Mesures de stabilisation du marché laitier
Distribution symbolique et gratuite de lait pour soutenir la motion Kunz
Demain, mercredi 17 décembre 2008, le Conseil national va débattre de la motion Kunz qui soutient les efforts de la branche laitière et des producteurs de lait pour stabiliser le marché et empêcher des baisses de prix insupportables pour les familles paysannes. La motion n’engendre pas de coûts supplémentaires pour la Confédération, mais fixe simplement un cadre légal permettant de concrétiser plus aisément la mise sur pied de systèmes de gestion des quantités gérés de manière autonome. La transmission de la motion constituerait donc un signal fort de soutien aux efforts actuels consentis par les producteurs de lait et un pas dans la bonne direction. Ainsi, à l’avenir, dans toutes les régions de Suisse, notamment celles de montagne, la production du lait, denrée de grande valeur, pourra se poursuivre. Afin de souligner toute l’importance de cette mesure, la Fédération des Producteurs Suisses de Lait PSL, en tant qu’organisation faîtière, distribue gratuitement du lait aux passants et passantes aujourd’hui dans les gares de Berne, Zurich et Lausanne.
Demain, mercredi 17 décembre 2008, le Conseil national va débattre de la « Motion Kunz ». Le 2 octobre dernier, le Conseiller national lucernois Josef Kunz a déposé cette motion appuyée par 71 co-signataires. Le Conseil fédéral y est chargé de proposer au Parlement une modification de la loi sur l’agriculture, qui doit permettre aux systèmes de gestion des quantités de droit privé d’être également soumis à la force obligatoire générale et de pouvoir ainsi être étendus aux non-membres. Ce principe existe déjà aujourd’hui pour les mesures d’adaptation de l’offre à la demande en situations de crise.
Le texte intégral de la motion est annexé au présent communiqué de presse. Les éléments suivants parlent en faveur d’une acceptation de la motion Kunz:
La motion Kunz ne constitue en aucun cas une réintroduction du contingentement. Bien au contraire, la gestion des quantités doit permettre de favoriser la croissance. Le volume de lait produit en sus doit pouvoir être séparé du marché habituel et écoulé à des prix inférieurs sur les marchés européen et mondial. Cette distinction est nécessaire, car sans cela le prix du volume de lait ordinaire serait soumis à une telle pression que nombre d’exploitations, en particulier dans les régions de montagne et de collines, seraient contraintes de cesser la production les unes après les autres.
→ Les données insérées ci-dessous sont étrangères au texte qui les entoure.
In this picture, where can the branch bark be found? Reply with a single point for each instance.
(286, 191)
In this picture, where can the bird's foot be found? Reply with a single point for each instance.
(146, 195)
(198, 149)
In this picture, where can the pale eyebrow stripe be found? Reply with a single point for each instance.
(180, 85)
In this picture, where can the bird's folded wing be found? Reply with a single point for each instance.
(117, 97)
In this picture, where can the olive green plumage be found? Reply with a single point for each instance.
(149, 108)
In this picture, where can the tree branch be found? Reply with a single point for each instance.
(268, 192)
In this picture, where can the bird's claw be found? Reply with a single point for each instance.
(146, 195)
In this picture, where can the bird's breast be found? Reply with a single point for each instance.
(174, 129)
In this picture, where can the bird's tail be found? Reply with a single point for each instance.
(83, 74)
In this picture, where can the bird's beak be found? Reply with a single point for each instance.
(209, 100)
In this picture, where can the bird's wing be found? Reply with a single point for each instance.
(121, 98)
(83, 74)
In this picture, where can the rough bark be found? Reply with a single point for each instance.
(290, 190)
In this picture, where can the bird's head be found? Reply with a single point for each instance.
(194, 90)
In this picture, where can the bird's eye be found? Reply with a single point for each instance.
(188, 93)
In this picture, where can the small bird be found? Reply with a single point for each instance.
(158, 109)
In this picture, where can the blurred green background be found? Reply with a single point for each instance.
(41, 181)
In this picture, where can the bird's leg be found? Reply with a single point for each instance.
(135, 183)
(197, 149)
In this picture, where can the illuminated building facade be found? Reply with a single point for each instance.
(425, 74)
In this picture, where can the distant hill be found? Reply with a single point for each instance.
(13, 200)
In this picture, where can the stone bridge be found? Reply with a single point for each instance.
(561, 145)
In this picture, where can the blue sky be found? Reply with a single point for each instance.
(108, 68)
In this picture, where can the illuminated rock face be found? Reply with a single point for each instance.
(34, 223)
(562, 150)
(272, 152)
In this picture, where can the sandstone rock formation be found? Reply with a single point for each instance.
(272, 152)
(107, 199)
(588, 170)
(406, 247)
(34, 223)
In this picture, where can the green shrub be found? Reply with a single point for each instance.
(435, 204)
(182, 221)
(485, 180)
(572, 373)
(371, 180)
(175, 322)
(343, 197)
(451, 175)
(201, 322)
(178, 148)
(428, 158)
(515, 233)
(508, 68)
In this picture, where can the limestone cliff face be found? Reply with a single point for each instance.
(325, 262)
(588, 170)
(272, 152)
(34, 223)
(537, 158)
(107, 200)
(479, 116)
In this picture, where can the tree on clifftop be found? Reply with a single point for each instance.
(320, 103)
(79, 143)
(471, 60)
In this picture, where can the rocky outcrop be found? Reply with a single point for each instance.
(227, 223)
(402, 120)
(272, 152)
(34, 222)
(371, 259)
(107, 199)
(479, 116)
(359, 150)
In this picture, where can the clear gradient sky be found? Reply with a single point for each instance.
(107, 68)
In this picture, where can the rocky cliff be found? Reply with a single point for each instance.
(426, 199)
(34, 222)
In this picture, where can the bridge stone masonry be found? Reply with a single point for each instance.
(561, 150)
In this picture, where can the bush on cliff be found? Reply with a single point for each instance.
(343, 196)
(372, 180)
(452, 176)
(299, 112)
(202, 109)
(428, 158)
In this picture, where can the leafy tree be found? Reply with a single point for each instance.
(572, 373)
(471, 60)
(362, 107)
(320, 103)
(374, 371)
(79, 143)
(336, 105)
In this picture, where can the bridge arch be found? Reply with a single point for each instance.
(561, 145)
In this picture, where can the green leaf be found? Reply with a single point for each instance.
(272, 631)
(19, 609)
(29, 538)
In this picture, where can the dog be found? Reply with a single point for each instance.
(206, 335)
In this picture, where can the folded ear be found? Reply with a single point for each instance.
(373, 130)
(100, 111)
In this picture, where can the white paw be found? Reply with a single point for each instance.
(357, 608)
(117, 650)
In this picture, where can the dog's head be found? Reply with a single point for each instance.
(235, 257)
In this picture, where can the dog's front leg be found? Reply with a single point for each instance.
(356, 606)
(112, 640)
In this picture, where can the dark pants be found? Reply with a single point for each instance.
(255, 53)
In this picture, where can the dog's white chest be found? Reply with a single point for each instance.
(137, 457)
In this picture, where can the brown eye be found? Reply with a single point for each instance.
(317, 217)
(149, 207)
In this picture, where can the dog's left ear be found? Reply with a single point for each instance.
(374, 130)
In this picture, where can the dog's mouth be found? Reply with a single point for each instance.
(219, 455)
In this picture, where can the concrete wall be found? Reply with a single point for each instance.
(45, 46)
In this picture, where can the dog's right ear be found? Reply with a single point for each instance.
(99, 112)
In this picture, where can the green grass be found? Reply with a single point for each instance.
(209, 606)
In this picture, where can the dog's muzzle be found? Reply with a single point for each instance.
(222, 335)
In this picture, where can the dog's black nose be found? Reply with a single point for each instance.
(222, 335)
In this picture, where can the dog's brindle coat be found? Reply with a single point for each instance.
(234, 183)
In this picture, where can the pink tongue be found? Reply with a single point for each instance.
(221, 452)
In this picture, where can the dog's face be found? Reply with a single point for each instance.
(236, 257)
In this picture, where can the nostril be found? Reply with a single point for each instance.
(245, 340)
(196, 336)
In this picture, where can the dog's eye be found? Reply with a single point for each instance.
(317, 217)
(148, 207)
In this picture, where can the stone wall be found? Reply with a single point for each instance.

Dans l’Union européenne, le contingentement ne sera supprimé qu’en 2015. Dans ce contexte, l’octroi de la force obligatoire générale à une gestion des quantités, qui ne peut être réalisée que si une majorité représentative des producteurs de lait le veut et l’organise sur la base du droit privé, se justifie tout au moins comme mesure de soulagement. Le Parlement pourrait ainsi également donner satisfaction aux producteurs de lait qui se sont tenus aux recommandations et ont acheté des contingents laitiers pour croître, dans l’attente qu’une gestion minimale des volumes soit aussi maintenue à l’avenir.
La motion Kunz est soutenue, on le sait, par une écrasante majorité des familles de producteurs de lait. Lors d’une votation consultative réalisée auprès des 27 000 producteurs de lait en juillet et août 2008, avec un taux de participation de 43,6 pour cent, 78 pour cent des producteurs ont apporté leur soutien à une gestion des quantités de droit privé. Ce résultat a été officiellement confirmé lors de l’assemblée des délégués de la Fédération des Producteurs Suisses de Lait PSL, à nouveau avec une majorité confortable, et sa mise en œuvre établie comme contraignante. Il faut en outre souligner que la motion Kunz constitue une réglementation autonome de la branche qui ne requiert aucuns fonds supplémentaires de la Confédération. Celle-ci fixe les conditions cadres de telle manière que les mesures d’entraide de la branche ne puissent pas être contournées, sans toutefois être obligée d’intervenir.
L’adoption de la motion permettra de renforcer la position des producteurs de lait vis-à-vis des structures très fortement concentrées des transformateurs et du commerce de détail. La réponse du Conseil fédéral est donc étonnante étant donné que le refus de la motion est motivé par l’apparition de structures cartellaires. Au contraire, c’est à la transformation et au commerce de détail que l’on pourrait en faire grief, car deux grandes enseignes du commerce de détail et quatre transformateurs de lait achètent et commercialisent à eux seuls plus de 80 pour cent du volume de lait.